TransCanada will construct a pipeline from western Canada to link it with the east's refineries in its bid to seek more export markets. Once complete, the $11.6 billion Energy East line could transport up to 1.1 million barrels of oil daily.

It would run from Hardisty, Alberta, to a new deep-water marine terminal in St John, New Brunswick, linking 3,000 kilometres of an existing natural gas pipeline with 1,400 kilometres of newly constructed pipeline.

"This is an historic opportunity to connect the oil resources of western Canada to the consumers of eastern Canada, creating jobs, tax revenue and energy security for all Canadians for decades to come," TransCanada Chief Executive Russ Girling said in a statement.

By moving the oil using the pipelines, the project would supply refineries in eastern Canada that presently process 750,000 barrels of imported foreign oil daily.

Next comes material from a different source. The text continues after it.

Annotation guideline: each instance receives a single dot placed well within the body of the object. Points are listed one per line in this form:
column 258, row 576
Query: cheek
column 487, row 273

Up to 82 per cent of oil refined in the country's Atlantic region and 92 per cent of oil piped to refineries in Quebec is imported from other countries of regions. TransCanada estimates that it would begin to pipe oil to Quebec by late 2017 and New Brunswick by 2018.

TransCanada's other $7 billion pipeline project to the U.S., the Keystone XL line from Alberta to Texas, is encountering stiff opposition from green groups. The U.S. State Department is anticipated to issue a final report on the Keystone XL pipeline before the end of 2013.

Despite TransCanada's problem with Keystone, Mr Girling wants to have more pipeline projects that would bring Canadian oil sources from its asphalt fields to other North American markets.

University of Calgary business professor Bob Schultz emphasised that the new east line pipe is not a backup plan for the troubled Keystone XL project since there is sufficient demand in Alberta for oil transportation to justify several more pipeline projects.

New pipelines would help move the expected rise in Canadian oil production to 3.7 million barrels per day by 2025 from the current 1.5 million barrels.

Expected to benefit the most from the new TransCanada project is the 228-year-old city of St John, the oldest in Canada, granting that the company could get the necessary regulatory and environmental permits for the venture.

But even the east line venture is also facing some blocks such as the unpredictable nature of Quebec politics, warned Robert Page, a professor at the University of Calgary's Institute of Sustainability, Energy, Environment and Economy.